This time A Conversation with… tracked down Charles Robert Simmons II, from our 8th graduating class, at Big Fish Games.
- Tell me about what you are doing now in the Games Industry
I’m a Game Tester at Big Fish Games. I currently work on the Release QA team. Our main job is to do compliance testing on 3rd party US titles and 1st and 3rd party international titles. From time to time we’ll be pulled off our main jobs and help out other teams clear out their back logs. We’ve done ESRB testing, helped out with various Free 2 Play initiatives and being some of the first to see games in development and giving feedback on them.
- How has this changed since you graduated?
Quite a bit actually. When I started I was working on a project that were porting our Java games to Flash. It was a fun small team environment where I could talk directly to the devs when we found bugs and we all worked really hard push out high quality games. Then we shifted gears to social games on Facebook so I was primarily a UX/UI tester on a project called Treasure Quest while supplying support for other initiatives that we had at the time. After that project ended I bounced around the PC/Mac side of things before landing in my current role in Release QA.
- Can you describe a typical day in your office?

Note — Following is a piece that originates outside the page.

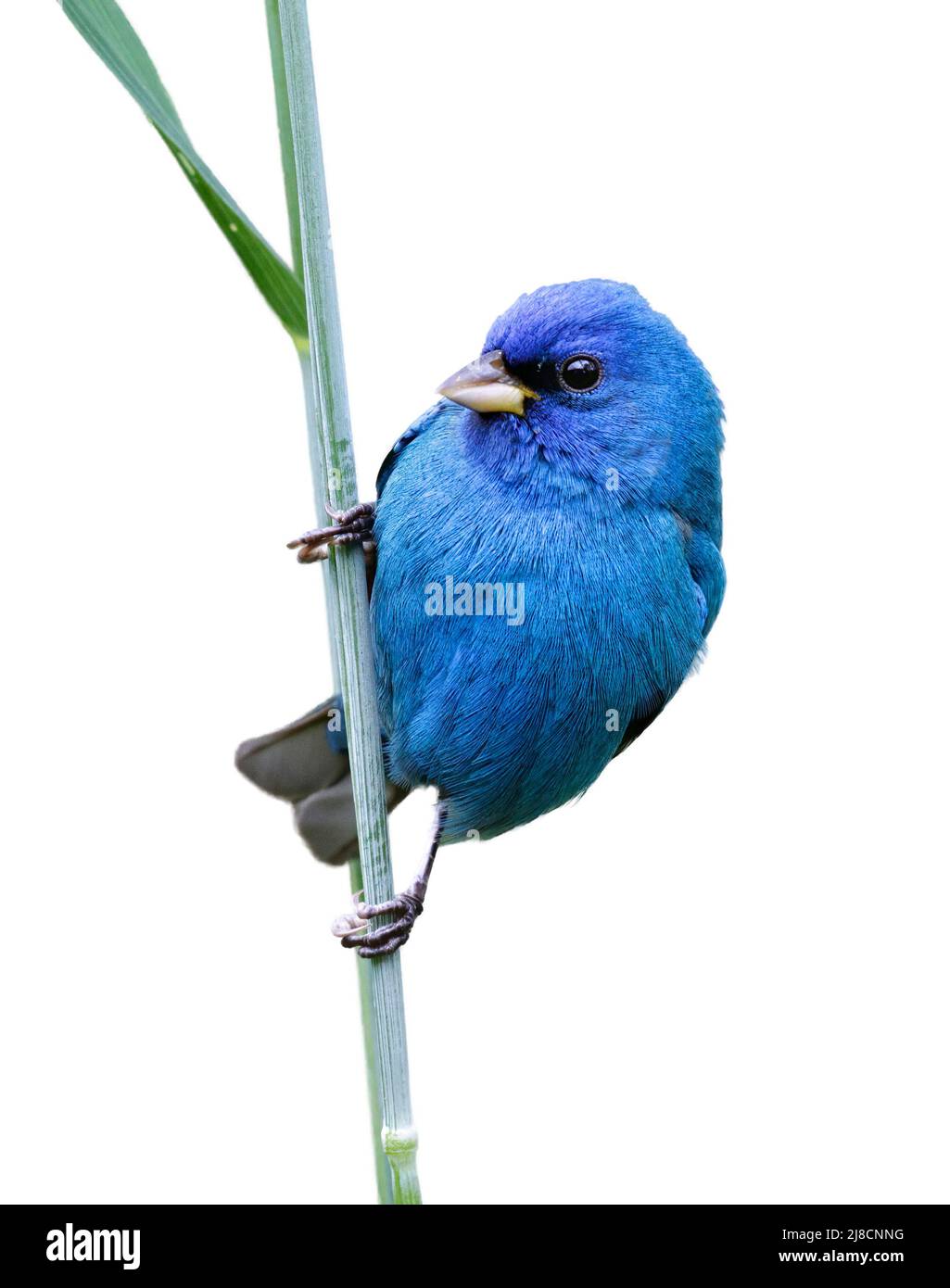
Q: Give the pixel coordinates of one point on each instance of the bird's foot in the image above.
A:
(352, 928)
(348, 525)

When I come in I’m either finishing another project from the previous day or starting on a new one. Release QA as evolved into a jack of all trades group that helps out with other teams in the office as well as our core job since I first started. Most days I’m given a game that’s in English, German, French or Japanese and we do a combination of compliance and ad-hoc testing on these titles. This means I have to check them against various test cases on multiple systems while doing ad-hoc to see if anything was missed or botched in translation. At the end of the day I’m usually tasked with making sure any of the remainder of games going out that day pass their final check list.

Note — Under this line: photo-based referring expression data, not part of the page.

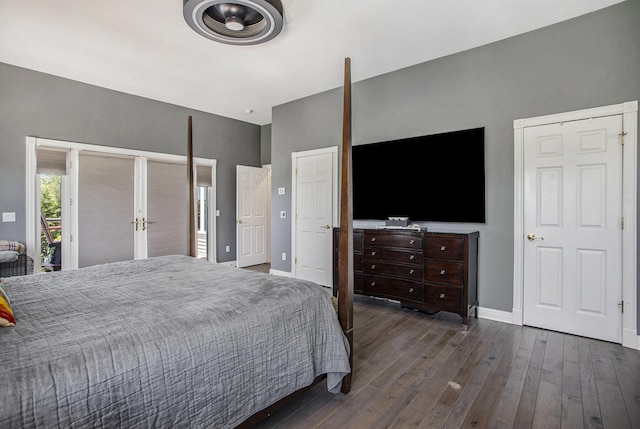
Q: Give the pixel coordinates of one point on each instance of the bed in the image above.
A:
(174, 341)
(163, 342)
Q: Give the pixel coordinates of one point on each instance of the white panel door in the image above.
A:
(105, 209)
(252, 215)
(166, 222)
(314, 197)
(572, 219)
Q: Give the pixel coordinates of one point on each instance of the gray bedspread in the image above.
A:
(164, 342)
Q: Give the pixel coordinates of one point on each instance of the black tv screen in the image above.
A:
(434, 178)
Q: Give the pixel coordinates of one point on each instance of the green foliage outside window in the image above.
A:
(50, 206)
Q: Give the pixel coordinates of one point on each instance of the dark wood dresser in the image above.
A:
(420, 269)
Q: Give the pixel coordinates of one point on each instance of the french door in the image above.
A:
(122, 204)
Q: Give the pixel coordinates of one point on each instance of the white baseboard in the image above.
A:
(630, 338)
(497, 315)
(280, 273)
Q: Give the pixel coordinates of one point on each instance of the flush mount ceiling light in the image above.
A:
(236, 22)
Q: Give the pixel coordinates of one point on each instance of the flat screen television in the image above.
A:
(433, 178)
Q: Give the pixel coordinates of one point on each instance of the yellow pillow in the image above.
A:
(6, 315)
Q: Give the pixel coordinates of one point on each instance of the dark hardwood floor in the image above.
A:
(415, 370)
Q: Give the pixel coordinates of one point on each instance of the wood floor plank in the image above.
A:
(463, 388)
(590, 403)
(570, 349)
(430, 387)
(481, 393)
(547, 413)
(628, 375)
(572, 417)
(527, 404)
(614, 413)
(505, 413)
(408, 367)
(553, 358)
(571, 380)
(483, 408)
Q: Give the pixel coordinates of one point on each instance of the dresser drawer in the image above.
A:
(357, 241)
(443, 297)
(450, 272)
(372, 253)
(444, 247)
(406, 241)
(392, 288)
(409, 272)
(357, 282)
(357, 261)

- What’s the most fun thing you get to do? What’s the most stressful/challenging?
I get to see a variety of our games in different formats. Due to our teams size I’ve been able to give feedback on games in beta stages, see how the ESRB process works, and being exposed to different languages on a daily basis. What can be challenging is when we have to play games with very ambiguous directions and not terribly polished game play and decern if the game is working correctly or if its just a bug.
- What games are you playing right now, and what elements have impressed you?I’ve been playing Pokemon Alpha Sapphire, specifically the VGC meta game. What impresses me about the game is Pokemon have the tools at their disposal to defend and defeat even the crazies of strategies with the right amount of time and preparation. Its a game where knowing the nuances of how the game works better than your opponent can be the leg up one needs to get a leg up and be victorious.

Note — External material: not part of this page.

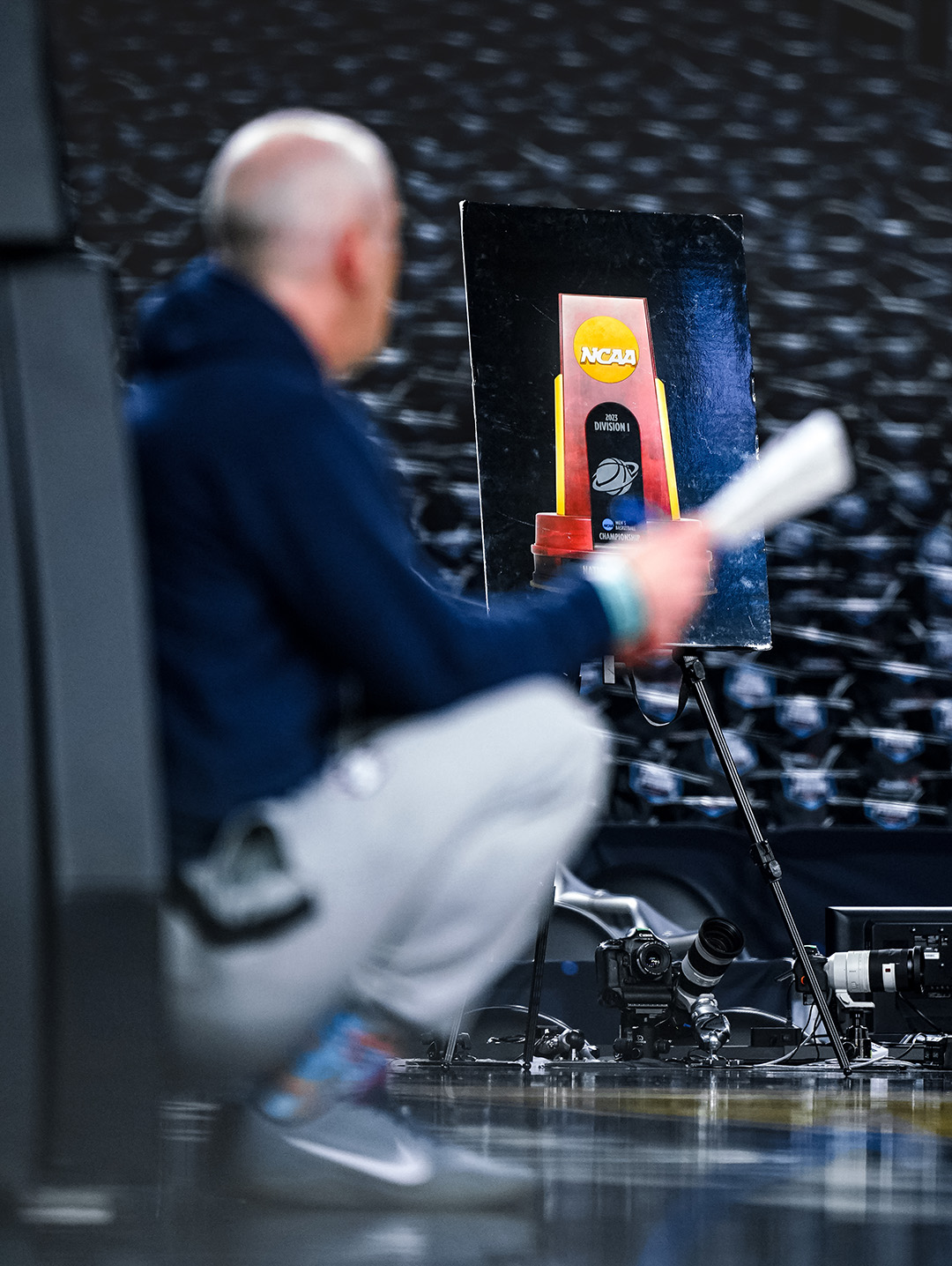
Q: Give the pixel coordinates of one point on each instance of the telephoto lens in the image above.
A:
(876, 972)
(713, 950)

- What are some trends you see in upcoming games?I see using interactivity to expand the way we tell stories. Seeing games like Life is Strange and The Walking Dead series for Telltale; I suspect we’re going to find deeper ways to interact with the medium. I can’t wait to see what developers do with the Microsoft Hololens once its released.
- What do you feel was the most valuable skill that you learned in the Game Design program at VFS?I learned to look at games more holistically because of the program. It has allowed me to take time and try to consider all the parts of the game that might be affected by small changes and making sure that these changes actually make sense in the grand scheme of the project and not just my personal feelings.
- If you could give a current student in Game Design some advice, what would it be?
When it comes to your final project, think about scope, scope and more scope. It’s supposed to show that you have mastery of the concepts you’ve learned though your time there. Make sure it does that and is succinct.
Thanks for the update Charles, best of luck with Big Fish Games!